Mo Yan “Red Sorghum: A Novel of China”: The Red, Red, Red Sorghum Fields

July 29, 2013

Let’s get the preliminaries out of the way swiftly, shall we? Mo Yan is the 2012 Nobel Prize Winner in Literature. I’m not going to get into the political hoopla about the writer, I’m not nearly well versed enough in the finer points of the debate to pick that apart – but it’s an interesting choice for a variety of reasons, and I’m humbly taking on the literary aspects in accordance with my small skills.

Red Sorghum is one of those huge, sweeping family tales that spans three generations of a clan living and working in the Shandong province’s Northeast Gaomi Township where they grow sorghum and make wine. The setting is decidedly rural and we’re invited in to the backwater towns of China in a way I’ve never seen before.

The story is framed in by a first-person narrator who is home for a visit in 1980 as he begins reconstructing the family’s history. He takes us back to 1939 and tells about how his father was involved in a partisan attack on a Japanese convoy. Then he goes further back to the marriage of his grandmother.

We then follow the young woman who is being carried to her wedding to the local distillery owner’s son, who also happens to be a leaper. The tone is set as something of a mixture between brutal realism and lyrical beauty. The bride is dressed in the finest of clothes, but the litter she is carried in is dirty and musty. The men carrying her are trying to make her seasick so she will throw up and disgrace herself. One of the carriers becomes the young lady’s lover when her leaper-husband is murdered three days after the wedding.

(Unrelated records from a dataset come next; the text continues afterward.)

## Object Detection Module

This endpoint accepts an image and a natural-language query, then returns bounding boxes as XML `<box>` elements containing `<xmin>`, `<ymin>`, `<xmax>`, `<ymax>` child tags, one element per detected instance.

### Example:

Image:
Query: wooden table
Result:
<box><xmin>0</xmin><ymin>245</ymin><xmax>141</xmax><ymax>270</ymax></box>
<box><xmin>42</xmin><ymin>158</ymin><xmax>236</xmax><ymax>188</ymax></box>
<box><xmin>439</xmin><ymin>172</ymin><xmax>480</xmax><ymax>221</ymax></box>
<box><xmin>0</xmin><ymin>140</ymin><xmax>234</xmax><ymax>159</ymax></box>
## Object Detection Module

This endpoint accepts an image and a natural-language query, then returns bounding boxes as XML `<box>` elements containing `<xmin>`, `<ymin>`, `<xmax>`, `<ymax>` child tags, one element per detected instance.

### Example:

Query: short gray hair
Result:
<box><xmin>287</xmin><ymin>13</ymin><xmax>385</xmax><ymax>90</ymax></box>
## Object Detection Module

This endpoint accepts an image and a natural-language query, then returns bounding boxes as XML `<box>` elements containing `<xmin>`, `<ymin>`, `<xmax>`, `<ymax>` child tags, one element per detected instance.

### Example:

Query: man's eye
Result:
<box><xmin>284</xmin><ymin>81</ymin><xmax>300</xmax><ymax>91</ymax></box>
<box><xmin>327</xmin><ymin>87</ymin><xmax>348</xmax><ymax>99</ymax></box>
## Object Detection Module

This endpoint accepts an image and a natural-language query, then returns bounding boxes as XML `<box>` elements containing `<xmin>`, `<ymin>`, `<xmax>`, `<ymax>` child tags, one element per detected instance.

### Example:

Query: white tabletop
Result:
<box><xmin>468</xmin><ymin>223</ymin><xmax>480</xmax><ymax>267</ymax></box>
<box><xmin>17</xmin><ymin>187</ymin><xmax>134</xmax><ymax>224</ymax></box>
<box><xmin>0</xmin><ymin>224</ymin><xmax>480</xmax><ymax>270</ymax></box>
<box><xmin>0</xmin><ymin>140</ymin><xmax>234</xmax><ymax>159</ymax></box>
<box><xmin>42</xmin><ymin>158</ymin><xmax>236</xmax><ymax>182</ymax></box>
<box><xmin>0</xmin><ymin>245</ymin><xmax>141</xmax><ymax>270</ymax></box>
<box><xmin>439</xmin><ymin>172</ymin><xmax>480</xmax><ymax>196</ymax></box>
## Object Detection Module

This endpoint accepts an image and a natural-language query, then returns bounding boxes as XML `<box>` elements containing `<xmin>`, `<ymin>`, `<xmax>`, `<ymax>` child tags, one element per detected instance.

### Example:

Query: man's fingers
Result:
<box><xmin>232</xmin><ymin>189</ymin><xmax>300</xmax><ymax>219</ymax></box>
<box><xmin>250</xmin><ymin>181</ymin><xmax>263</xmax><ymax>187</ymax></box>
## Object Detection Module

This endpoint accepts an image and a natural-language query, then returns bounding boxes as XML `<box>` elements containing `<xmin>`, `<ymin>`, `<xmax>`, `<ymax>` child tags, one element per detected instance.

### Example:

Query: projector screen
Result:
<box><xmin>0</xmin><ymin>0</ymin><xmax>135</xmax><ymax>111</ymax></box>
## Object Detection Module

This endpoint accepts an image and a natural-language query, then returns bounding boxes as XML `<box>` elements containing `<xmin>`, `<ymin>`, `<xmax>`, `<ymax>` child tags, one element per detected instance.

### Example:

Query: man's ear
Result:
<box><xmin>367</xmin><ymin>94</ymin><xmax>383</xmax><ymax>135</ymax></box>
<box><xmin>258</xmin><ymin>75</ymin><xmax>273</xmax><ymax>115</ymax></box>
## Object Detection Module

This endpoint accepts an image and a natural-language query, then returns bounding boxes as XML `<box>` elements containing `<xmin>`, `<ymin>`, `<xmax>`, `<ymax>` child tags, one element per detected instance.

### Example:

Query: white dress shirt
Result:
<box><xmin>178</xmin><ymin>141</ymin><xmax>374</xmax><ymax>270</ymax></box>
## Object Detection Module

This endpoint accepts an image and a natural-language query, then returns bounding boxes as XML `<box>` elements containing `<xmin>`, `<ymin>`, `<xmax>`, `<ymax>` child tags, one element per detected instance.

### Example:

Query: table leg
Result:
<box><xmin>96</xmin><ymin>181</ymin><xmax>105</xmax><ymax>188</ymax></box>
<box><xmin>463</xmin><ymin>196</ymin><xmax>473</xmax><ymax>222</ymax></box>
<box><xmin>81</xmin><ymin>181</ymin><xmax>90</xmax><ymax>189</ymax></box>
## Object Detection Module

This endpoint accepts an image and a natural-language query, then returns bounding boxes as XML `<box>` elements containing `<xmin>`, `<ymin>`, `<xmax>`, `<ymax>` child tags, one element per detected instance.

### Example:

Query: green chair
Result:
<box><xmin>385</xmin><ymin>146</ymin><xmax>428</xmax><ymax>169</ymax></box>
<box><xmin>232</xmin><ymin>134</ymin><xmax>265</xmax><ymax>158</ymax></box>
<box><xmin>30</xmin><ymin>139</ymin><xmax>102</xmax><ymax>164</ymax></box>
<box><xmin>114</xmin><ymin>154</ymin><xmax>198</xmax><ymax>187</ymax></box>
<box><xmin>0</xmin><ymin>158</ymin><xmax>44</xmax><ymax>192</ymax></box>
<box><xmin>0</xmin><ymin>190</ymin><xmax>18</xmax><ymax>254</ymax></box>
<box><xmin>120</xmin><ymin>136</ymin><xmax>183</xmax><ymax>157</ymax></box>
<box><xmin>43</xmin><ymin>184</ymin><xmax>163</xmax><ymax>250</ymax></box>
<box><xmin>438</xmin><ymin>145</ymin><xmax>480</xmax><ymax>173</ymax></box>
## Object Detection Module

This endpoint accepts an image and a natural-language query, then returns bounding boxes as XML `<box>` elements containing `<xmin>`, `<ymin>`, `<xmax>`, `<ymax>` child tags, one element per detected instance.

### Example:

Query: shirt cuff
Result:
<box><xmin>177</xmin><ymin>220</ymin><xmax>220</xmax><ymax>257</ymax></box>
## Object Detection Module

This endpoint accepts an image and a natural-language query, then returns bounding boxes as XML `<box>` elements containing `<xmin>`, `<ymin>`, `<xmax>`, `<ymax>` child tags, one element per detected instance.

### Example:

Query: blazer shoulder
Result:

There is a very acute mix of cruelty, blood, violence, sundry atrocities, blatant sexuality and drunkenness, as well as a depiction of the random brutality of the war with the Japanese and the trouble with the government and other officials. The violence is graphic, to say the least. There’s also an element of superstitious magic, which corresponds to some kind of magical realism, though personally I prefer Marquez.

This is all as it should be, and very attractive at that. It’s not like this isn’t literature in a very real sense, because let’s face it, you don’t get the Nobel Prize just for being a contender. It’s all there, the big cinematic scope and the attention to detail and the characters with their flaws and gifts and the lyrical descriptions of the huge acres of flowering sorghum and the smell of the distillery and the sailor-mouthed soldiers who curse and carouse.

The only problem is – I just don’t like it. I want to. I feel I ought to, what with it being internationally renowned and acclaimed. The problem lies with me, I am well aware of that. I can’t hit upon a toehold in the narrative. I don’t find any of the characters particularly interesting and I’ve always had issues with the whole “broad sweep of narrative covering three generations” thing. It’s more than just a cultural disconnect, because that’s something I actually go actively looking for when the mood strikes me, but there’s something in the authorial voice that makes it too easy for me to step away from the depictions. The same goes for the violence, it’s not like it upsets my delicate sensibilities, so that’s not the issue. Fifty pages into the novel I want to embargo the word “sorghum”… and maybe the colour red while I’m at it. Being that those are two of the central themes and devices that would probably be counter productive.

As I stand amid the dense hybrid sorghum, I think of surpassingly beautiful scenes that will never again appear. In the deep autumn of the eighth month under a high, magnificently clear sky, the land is covered by sorghum that forms a glittering sea of blood. (Moy Yan) says the narrator.

Meanwhile I have no problem acknowledging that Mo Yan is good. There is enough diversity that you can sense the influence of oral narration and a huge cultural context that I don’t have the code for, while it still keeps close enough company with its main voice that it hits on the common major narrative themes of love and war and jealousy and humanity. It’s good. It is. Even so – I still just don’t like it. But that is my shortcoming, and I’ll just have to leave it at that.